她退到门后,我们越过她走进去,她的门厅摆放着餐柜,那可能是从海森城或者其他地方运来,客厅十分整洁,窗边挂着蕾丝边的窗帘。一股熨烫衣服的味道从后院飘进来。她小心翼翼地关上门,仿佛这扇门是用薄薄的馅饼皮做的。

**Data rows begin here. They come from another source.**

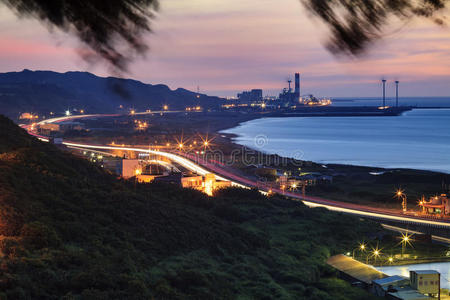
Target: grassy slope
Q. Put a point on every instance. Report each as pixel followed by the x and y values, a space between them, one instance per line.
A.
pixel 71 231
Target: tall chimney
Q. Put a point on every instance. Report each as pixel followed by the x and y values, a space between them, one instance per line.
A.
pixel 297 85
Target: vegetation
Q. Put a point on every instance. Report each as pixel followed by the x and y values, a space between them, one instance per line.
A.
pixel 71 231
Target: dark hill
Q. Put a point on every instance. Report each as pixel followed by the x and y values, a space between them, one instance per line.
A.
pixel 68 230
pixel 45 91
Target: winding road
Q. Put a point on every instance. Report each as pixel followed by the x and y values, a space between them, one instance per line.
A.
pixel 202 167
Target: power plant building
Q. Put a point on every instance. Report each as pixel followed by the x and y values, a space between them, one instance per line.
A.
pixel 254 95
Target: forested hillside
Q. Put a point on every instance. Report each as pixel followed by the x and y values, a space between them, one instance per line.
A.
pixel 71 231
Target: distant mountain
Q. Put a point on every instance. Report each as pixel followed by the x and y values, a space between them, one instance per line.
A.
pixel 45 91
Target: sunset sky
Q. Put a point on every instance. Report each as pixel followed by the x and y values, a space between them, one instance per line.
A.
pixel 228 46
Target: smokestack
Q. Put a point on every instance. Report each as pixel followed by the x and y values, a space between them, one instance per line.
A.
pixel 297 85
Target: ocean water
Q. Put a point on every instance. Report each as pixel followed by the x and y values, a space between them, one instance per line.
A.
pixel 418 139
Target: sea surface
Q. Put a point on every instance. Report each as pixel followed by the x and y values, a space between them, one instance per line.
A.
pixel 442 267
pixel 418 139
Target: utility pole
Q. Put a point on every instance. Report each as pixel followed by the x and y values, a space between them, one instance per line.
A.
pixel 396 93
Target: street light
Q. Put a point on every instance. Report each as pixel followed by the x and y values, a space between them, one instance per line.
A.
pixel 376 252
pixel 361 247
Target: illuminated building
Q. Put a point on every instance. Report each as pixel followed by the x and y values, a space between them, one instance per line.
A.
pixel 207 184
pixel 426 281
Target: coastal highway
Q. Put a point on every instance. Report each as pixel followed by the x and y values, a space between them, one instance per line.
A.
pixel 202 167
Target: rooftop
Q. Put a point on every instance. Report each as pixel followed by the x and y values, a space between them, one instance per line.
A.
pixel 355 269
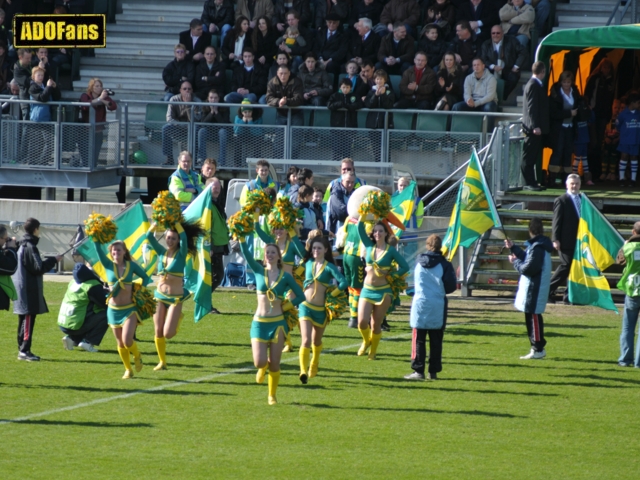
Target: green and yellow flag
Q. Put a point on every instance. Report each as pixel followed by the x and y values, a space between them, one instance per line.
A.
pixel 474 212
pixel 132 225
pixel 596 248
pixel 198 279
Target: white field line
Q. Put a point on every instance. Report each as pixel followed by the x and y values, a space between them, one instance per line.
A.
pixel 169 385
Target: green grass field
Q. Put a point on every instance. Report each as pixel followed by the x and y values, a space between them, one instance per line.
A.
pixel 491 415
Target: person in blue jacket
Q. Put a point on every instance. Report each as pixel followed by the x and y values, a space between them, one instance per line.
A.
pixel 434 277
pixel 534 266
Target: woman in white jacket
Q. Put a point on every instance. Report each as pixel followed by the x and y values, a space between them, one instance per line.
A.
pixel 434 277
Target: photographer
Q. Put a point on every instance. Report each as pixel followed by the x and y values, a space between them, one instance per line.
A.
pixel 8 266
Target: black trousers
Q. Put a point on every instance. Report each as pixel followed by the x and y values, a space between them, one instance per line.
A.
pixel 419 351
pixel 92 330
pixel 25 332
pixel 531 154
pixel 535 330
pixel 562 272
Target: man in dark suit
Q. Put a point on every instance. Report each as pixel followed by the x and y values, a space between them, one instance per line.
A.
pixel 331 45
pixel 535 123
pixel 195 40
pixel 564 230
pixel 505 56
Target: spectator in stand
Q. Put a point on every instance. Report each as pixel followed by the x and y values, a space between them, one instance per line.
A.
pixel 365 45
pixel 281 8
pixel 396 51
pixel 464 45
pixel 236 41
pixel 481 15
pixel 297 50
pixel 29 287
pixel 216 116
pixel 178 114
pixel 344 106
pixel 177 71
pixel 217 17
pixel 263 40
pixel 249 80
pixel 101 102
pixel 518 19
pixel 406 12
pixel 315 82
pixel 432 45
pixel 335 8
pixel 504 55
pixel 196 40
pixel 331 45
pixel 370 9
pixel 443 14
pixel 253 10
pixel 210 74
pixel 379 97
pixel 479 90
pixel 417 85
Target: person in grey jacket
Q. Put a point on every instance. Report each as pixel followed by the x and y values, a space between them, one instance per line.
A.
pixel 434 277
pixel 534 266
pixel 28 283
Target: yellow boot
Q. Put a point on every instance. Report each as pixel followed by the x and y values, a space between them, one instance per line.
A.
pixel 315 360
pixel 375 340
pixel 161 347
pixel 366 340
pixel 137 358
pixel 274 379
pixel 304 361
pixel 126 360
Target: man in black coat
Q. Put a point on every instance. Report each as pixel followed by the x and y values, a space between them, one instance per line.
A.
pixel 505 56
pixel 535 123
pixel 8 266
pixel 196 40
pixel 331 45
pixel 564 230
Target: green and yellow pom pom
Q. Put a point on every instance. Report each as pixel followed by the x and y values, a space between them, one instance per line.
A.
pixel 258 200
pixel 335 306
pixel 166 210
pixel 376 203
pixel 241 224
pixel 143 300
pixel 284 215
pixel 100 228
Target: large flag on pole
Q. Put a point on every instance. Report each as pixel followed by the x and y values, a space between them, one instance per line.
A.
pixel 132 225
pixel 474 212
pixel 198 280
pixel 597 245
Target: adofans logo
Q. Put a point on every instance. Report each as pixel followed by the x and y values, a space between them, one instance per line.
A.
pixel 59 31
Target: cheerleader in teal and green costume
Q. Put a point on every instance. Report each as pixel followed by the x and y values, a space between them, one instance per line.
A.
pixel 320 271
pixel 269 327
pixel 377 297
pixel 170 293
pixel 122 312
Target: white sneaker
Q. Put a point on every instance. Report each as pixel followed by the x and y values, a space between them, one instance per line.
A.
pixel 67 343
pixel 533 355
pixel 88 347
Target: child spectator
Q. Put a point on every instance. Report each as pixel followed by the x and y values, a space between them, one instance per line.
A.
pixel 584 118
pixel 610 154
pixel 344 106
pixel 432 44
pixel 628 124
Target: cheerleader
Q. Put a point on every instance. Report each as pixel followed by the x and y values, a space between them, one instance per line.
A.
pixel 269 327
pixel 122 313
pixel 376 295
pixel 170 293
pixel 320 270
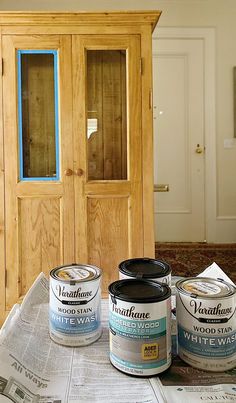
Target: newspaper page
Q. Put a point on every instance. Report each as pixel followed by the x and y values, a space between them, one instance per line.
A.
pixel 35 369
pixel 182 383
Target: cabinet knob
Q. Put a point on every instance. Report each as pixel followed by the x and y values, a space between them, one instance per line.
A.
pixel 79 172
pixel 68 172
pixel 199 150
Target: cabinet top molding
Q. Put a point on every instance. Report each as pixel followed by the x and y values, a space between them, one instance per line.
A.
pixel 82 18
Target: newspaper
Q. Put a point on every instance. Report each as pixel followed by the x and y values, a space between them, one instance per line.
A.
pixel 35 369
pixel 182 383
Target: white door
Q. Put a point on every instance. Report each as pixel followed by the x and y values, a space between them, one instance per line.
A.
pixel 178 73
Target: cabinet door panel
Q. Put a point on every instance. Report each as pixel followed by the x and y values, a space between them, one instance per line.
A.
pixel 107 144
pixel 38 150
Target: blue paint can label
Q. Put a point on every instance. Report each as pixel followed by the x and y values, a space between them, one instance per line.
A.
pixel 75 305
pixel 206 322
pixel 140 334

今天早上她围的是蓝白色的围裙,她带着防备的眼神看着我,就连下巴都透着提防的意味。
她在离我1英尺的距离停下脚步,向前探着脸,看着我的眼睛。
“她没有收到邮件。”
我一看就明白了,点点头,看着兰德尔,他也点了点头。他走到窗前,看向弗洛里安太太的房子。随后,又跨着慢悠悠的步子走了回来,胳膊夹着她的套叠式平顶帽,高兴得如同法国戏剧学院里的伯爵大人。
“她没有收到邮件。”我说。
“是的,她没有。周六的那个愚人节是第一次。嘿嘿!”她停住脚步,正打算用围裙擦一擦她的眼睛时,才想起自己系的是橡皮围裙。这让她有点失望。她的嘴看起来像是吃了酸李子一样。
“当邮差员路过没有敲门时,她跑出来叫住了他。邮差员摇摇头告诉她没有她的信件,然后离开了。她回到了屋里,狠狠地关上了门,都快把玻璃震碎了。她当时一定非常生气。”
“可以想象得出。”我说。
她突然对着兰德尔说:“年轻人,让我看看你的证件,几天前这个年轻人满嘴酒气地来找过我,我可不信他。”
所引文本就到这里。